Leo si rialzò in fretta cercando Gazelle ed era lì davanti a lui, non si muoveva e lo guardava con uno sguardo assente.
Si inginocchiò.
“Leo…” disse prima di cadere a terra.
Solo allora Leo si accorse che era sporca di sangue sulla spalla.

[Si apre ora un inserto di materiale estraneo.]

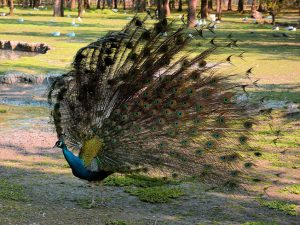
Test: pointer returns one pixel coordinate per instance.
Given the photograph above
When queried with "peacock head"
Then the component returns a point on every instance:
(59, 144)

“No! NO! GAZELLE! Rispondimi!” gridava disperatamente e la ragazza teneva a fatica gli occhi aperti.
“Dove sei? Non ti vedo…”.
“Sono qui! Non mollare! MA NESSUNO LA CHIAMA UNA FOTTUTA AMBULANZA!?” gridò alla gente che gli stava intorno in modo disperato.
“Leo… non mi lasciare…”.
“Sono qui! Non ti addormentare! NON TI ADDORMENTARE! Ce la farai! Mi hai sentito? CE LA FARAI!” gridava il leone senza più controllo.
Bogo chiamò immediatamente l’ambulanza e stette accanto a Leo e a Gazelle per tutto il tempo.
“Ce la farai! Ce la farai!” disse ancora Leo mentre gli infermieri caricavano Gazelle sul lettino, non volle lasciar andare la sua mano ma Bogo lo costrinse a farlo e seguirono l’ambulanza fino in ospedale.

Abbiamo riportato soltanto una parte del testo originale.